The ice structures show some interesting features upon closer examination. Most of the food coloring seems to have been concentrated into a ball shaped structure that has been surrounded by uncolored ice. You can also see bubble zones in the clear ice which eventually get absorbed by a third zone of ice that mixed with food coloring. I am not certain when this region crystallized.
I kept the geochemical jargon to a minimum.
It turns out the pure water crystallized first concentrating the food coloring into a ball which was the last region to crystallize.
What happened here also mimics what happens when when minerals (crystallize) form from a melt deep inside Earth. As magma solidifies upon cooling, remaining melt changes composition. The result is a pluton (solidified magma body) with regions of different composition.
Suppose a magma body containing iron (Fe), magnesium (Mg), potassium (K), uranium (U), and silcica (SiO2) solidifies, the first minerals to form will soak up most the Fe and Mg along with some silica. Uranium is a large element that prefers to be in a melt. When the rest of the magma finally solidifies it will have a higher concentration of K, U, and silica. It so happens that granite represents later stage crystallization, thus is higher in U concentration when compared with most other rocks. This was a very simplistic explanation.

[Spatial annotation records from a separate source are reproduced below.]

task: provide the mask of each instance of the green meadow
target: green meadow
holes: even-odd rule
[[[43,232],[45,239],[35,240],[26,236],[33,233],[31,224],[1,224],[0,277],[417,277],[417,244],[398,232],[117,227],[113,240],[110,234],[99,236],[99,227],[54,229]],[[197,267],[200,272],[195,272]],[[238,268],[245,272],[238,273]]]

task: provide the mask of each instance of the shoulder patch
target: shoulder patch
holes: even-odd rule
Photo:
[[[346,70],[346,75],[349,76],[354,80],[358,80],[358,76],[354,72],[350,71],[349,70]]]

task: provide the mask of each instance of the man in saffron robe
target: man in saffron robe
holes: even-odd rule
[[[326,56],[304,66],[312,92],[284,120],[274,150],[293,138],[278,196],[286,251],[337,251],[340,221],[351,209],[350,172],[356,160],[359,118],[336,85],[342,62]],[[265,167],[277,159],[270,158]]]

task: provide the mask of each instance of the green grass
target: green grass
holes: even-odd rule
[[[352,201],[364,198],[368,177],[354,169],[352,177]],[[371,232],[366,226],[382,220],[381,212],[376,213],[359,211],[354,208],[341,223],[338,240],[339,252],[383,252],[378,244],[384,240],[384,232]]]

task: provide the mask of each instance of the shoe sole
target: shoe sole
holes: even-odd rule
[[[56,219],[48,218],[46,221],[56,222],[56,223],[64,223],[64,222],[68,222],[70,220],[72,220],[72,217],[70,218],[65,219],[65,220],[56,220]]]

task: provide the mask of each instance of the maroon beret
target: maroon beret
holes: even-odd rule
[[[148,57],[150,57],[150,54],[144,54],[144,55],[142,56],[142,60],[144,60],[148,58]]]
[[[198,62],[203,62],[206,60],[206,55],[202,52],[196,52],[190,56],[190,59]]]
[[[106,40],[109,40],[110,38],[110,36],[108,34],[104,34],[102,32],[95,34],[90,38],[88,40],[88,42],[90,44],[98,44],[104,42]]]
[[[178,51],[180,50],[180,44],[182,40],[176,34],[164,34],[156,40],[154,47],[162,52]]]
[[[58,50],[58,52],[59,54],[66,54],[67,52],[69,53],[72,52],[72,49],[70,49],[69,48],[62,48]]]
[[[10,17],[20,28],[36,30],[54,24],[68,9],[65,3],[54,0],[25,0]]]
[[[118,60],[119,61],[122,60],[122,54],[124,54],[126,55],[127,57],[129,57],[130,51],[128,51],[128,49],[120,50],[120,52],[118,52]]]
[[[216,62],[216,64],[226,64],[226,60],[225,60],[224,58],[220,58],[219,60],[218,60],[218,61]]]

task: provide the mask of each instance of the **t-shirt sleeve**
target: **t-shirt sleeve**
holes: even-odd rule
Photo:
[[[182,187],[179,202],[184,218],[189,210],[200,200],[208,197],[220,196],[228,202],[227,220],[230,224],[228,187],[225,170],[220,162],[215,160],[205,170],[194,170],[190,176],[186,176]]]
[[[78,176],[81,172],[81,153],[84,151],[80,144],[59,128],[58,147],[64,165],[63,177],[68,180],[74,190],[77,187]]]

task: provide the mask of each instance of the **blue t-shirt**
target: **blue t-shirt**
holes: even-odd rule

Relating this back to the Colored Ice model: The red food coloring would represent the uranium and potassium. The clear ice would represent the zone where crystallization of the Fe and Mg takes place.
Why Was All This On My Mind?
Someone in my son's cub scout troop was concerned about his granite counter top having radon (Rn) gas. Since granite has a higher U concentration and Rn is daughter product of U when it decays, most anything granite does emit Rn gas.
Oh No! Should you rip out the counter tops or sell the house?
No! Although concentrations of Rn may be higher than background levels they are not high enough for any concern as you don't have enough granite. Some houses, however, that have granite for bedrock should get there basements checked for radon as that is a potential hazard especially since there is minimum ventilation.
FYI - I have granite counter tops in my bathrooms.